Federal Circuit rejects narrow approach to relation back doctrine
The U.S. Court of Appeals for the Federal Circuit, the appellate court that hears all patent-related appeals, recently revived an infringement lawsuit based on the relation back doctrine. The court found the trial court’s application of the doctrine, which resulted in the case being dismissed because of the statute of limitations, “overly restrictive.”
The charges
Anza Technology holds a patent that describes tools for bonding electronic components to substrates and printed circuit boards using techniques known as “wire bonding” or “flip-chip bonding.” The patent claims in question, however, only cover the flip-chip bonding technique.
Anza sued Mushkin, Inc., alleging patent infringement of the flip-chip bonding claim. After Mushkin provided a declaration that its products didn’t use the bonding technique, it filed a motion to dismiss the case. Anza agreed, and the trial court granted the motion but allowed Anza to file an amended complaint.
The company’s amended complaint removed reference to the original patent and alleged infringement of two new patents that covered wire bonding techniques. The new complaint included six of the 16 products accused of infringement in the original complaint and added two new products.
Mushkin filed another motion to dismiss, arguing the amended complaint didn’t relate back to the date of the original complaint, and the district court again granted it. The court ruled that new claims of infringement don’t relate back if:
- They aren’t an integral part of the claims in the original complaint, and
- Proof of the new claims won’t entail the same evidence as proof of the original claims.
Finding that to be the case here, it concluded that the infringement claims in the amended complaint were barred by the statute of limitations.
The appeal
Anza appealed, arguing that the relation back doctrine did apply. Under the doctrine, an amended complaint relates back to the date of the original complaint if the amendment asserts a claim or defense that arose out of the same conduct, transaction or occurrence set out — or attempted to be set out — in the original pleading.
Interpreting the doctrine liberally, the U.S. Supreme Court has deemed it applicable if the amended complaint relates “to the same general conduct, transaction and occurrence” as the original complaint. The Court reasons that a party who has been notified of litigation about a particular occurrence has received all of the notice that statutes of limitations are intended to provide.

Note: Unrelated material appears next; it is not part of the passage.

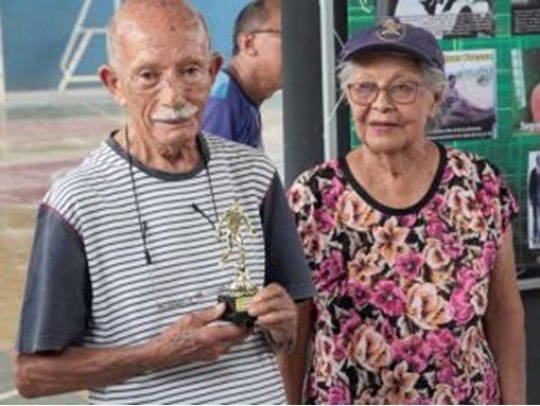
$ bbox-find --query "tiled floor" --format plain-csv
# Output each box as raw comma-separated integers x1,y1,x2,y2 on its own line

After reviewing the history of the relation back doctrine, the Federal Circuit concluded that the relevant considerations for determining whether newly alleged claims, based on separate patents, relate back are:
- The overlap of parties,
- The overlap in the accused products,
- The underlying science and technology,
- Time periods, and
- Any additional factors that might suggest commonality, or lack thereof, between the two sets of claims.
Ultimately, it said, the question is whether the general factual situation or the aggregate of operative facts underlying the original complaint gave Mushkin notice of the nature of the allegations against it.
The Federal Circuit found that the parties in the two complaints overlapped completely, while six of the products overlapped. The patents all shared the same underlying science and technology, despite covering different bonding techniques, and the time period in the second complaint fell wholly within the time period in the first.
A lawsuit rebooted
The Federal Circuit held that the claims in the second complaint regarding the six originally accused products related back to the date of the original complaint and reversed the motion to dismiss them. It also vacated the dismissal of the claims addressing products added in the amended complaint and remanded them to the trial court to determine whether they related back in light of the legal standard described above.